Google Books is one of the most straightforward projects in the Google meta-project of cataloguing and indexing every piece of data in the world. The human race has, after all, only been literate for around five or six thousand years, which makes the task measurable, if not easy. The project is also interesting for many other reasons — social, technological, and logistical. The impact of all of the world’s literature being searchable online is incalculable, but the methods being used by Google to accomplish that are a fascinating convergence of legacy and high tech systems.
The project blog has just put up a fascinating (to me, at least) post about the way in which they’ve calculated what they believe is a reasonably accurate count of every book in the world. The number is 129,864,880 — until a few more get added, or an obscure library’s records are merged, or what have you. It’s a bit awe-inspiring to be confronted with a number like that — a number far more comprehensible than yesterday’s deceptively complex statement about the amount of data we’re producing daily. I have another post percolating on that subject (working title: Get Thee Behind Me, Data) but the Google Books thing has a much more immediate and understandable interest.
I won’t get into the exact methods they used — the post goes into detail on that, obviously — but I love the challenges they’re meeting. So many lessons for the future! So many questions raised about how data is handled fundamentally!
For example: they are working with several ISBN-like catalogues with slightly different goals, a great number of university libraries, public libraries, private collections, museums, and so on — all working with similar metadata but making the kinds of small variations that are very difficult to detect. Designing algorithms to distinguish originals among many very similar records is difficult, and almost certainly requires frequent human intervention. They must be, in some ways, much like the algorithms used to sort, classify, and analyze large numbers of pictures. I’d like to know more.
The method of scanning and OCR-ing the books, too, must be more complicated than it sounds. What is the tolerance for errors? Do they have different drivers to work with certain print types? Does a human have to change the curves on a set of pages to account for foxing? And how come they leave in so many pages with the page-turner’s thumb in it?
Also, the granularity of the literary world makes things very easy in many ways. Most works have a well-defined start and finish, and things like periodicals and journals are regularly punctuated individual releases. The obvious question is how will the internet be “archived”? I mean, clearly that’s already happening. But will we ever “package” sites, date ranges, and so on in a standard way, with standard metadata? The Internet Archive is doing this to some extent, but I’m not sure it’s the kind of rigourous archival that scholars crave, useful as it is. The way in which we navigate the last 2000 years of data would be totally foreign to people contemporary with the data, and I suspect the same will prove true in our future.

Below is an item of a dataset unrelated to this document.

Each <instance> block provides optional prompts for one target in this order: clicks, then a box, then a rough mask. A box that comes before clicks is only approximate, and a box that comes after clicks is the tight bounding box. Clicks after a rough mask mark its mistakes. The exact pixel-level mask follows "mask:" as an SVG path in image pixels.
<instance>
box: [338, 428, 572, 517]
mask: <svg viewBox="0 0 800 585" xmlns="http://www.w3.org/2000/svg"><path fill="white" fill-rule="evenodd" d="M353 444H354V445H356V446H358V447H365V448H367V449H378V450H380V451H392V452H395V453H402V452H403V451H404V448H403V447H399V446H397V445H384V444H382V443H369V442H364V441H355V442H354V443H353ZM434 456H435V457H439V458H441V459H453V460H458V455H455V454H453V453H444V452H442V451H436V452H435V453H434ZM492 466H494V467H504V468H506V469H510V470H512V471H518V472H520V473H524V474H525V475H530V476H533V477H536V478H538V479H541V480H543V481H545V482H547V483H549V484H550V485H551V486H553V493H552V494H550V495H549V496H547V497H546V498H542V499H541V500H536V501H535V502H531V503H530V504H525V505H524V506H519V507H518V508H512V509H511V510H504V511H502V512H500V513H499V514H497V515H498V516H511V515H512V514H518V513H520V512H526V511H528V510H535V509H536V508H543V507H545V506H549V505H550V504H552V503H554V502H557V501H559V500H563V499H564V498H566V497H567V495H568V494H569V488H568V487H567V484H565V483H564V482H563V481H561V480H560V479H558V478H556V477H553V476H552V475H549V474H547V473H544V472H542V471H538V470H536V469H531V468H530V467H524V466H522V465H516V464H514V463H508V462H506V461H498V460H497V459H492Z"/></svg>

It is, of course, frightening in a way to have a corporation heading up the effort to digitize the world’s stores of data. I don’t resent Google doing it, of course, and I think it is one of the few Google projects that is legitimately and freely giving to the world — as opposed to Android, for example, which I appreciate but don’t classify as charitable in any way. Sure, Google gets to sell ads and refer you to book sellers, but to write off the project as a commercial one based on that is hugely myopic. The free publication of information that was the privilege of a select few to own until a few years ago is a Very Good Thing.